# Tech Traditions



## DarSax (May 11, 2006)

I hope there hasn't been a thread on this somewhere else that I'm missing.

Do you guys out there have traditions that you do before each show/just traditions in your theater, etc?

I'll start.

>Before each show, all of the booth crew licks a 9-Volt battery :shock: 

>Every Saturday night show (our shows run Thursday-Friday-Saturday), the Booth Crew and select backstagers paint their faces with blue acrylic (acrylic.) paint to WOAD, which is basically the facepaint that they had in Braveheart. (Note to everyone: Acrylic is a PAIN to get off of your face. Just a little.)

>For SOME reason, at some point we acquired a gobo of crucified Jesus. Don't ask me why; keep in mind, we are a public school. Anyways, tradition dictates that the seniors each year hide the gobo somewhere in the auditorium, and leave vague clues for the rest of tech to find it.

The only semi-tradition we have is that if you're in the booth, you're SUPPOSED to buy/wear a black flight suit...but now everyone is lame, and I'm the only one who still does it. (The people who initiated it, during tech's "glory days," have since graduated. LAME.)
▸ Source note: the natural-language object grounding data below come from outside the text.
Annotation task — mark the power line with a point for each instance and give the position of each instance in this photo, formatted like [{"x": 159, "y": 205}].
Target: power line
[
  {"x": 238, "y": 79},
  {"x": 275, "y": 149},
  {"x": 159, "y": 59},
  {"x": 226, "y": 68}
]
So, what about you all? I'm sure with all the crazy techies (technicians) out there, that there will be some crazy hijinks to follow. (If I think of any more, I'll be sure to post them too)


----------



## kingfisher1 (May 11, 2006)

for particularly nerve racking shows a habit has been made of screaming at the top of our lungs the obsenity that begins with f and terminates with k. Our schools longest running trtadition is "innitiation" inwhich teh newest member to teh schools acting community recieves a punch from each member of the cast and crew. (5th grade, my year, my arm turned a shade a blue that evn rosco or GAM would envey.) this innitioation must be auditorily accompanyed but music selected by the graduating seniors and ollofactoraly acccompanied by the sweet smell of Axe, or a similar cologne.


----------



## Willy Wonka (May 11, 2006)

Your theatre sounds like a mad house. Doesn't sound like a very dignified place to me with all the wild profanity and violence. Sounds like tons of fun though.


----------



## Willy Wonka (May 11, 2006)

whatever you do, dont say the word Macbeth.


----------



## DarSax (May 12, 2006)

Heh. It never really caught on, but a couple of the techies have taken to saying "Get SARS" instead of "Break A Leg." 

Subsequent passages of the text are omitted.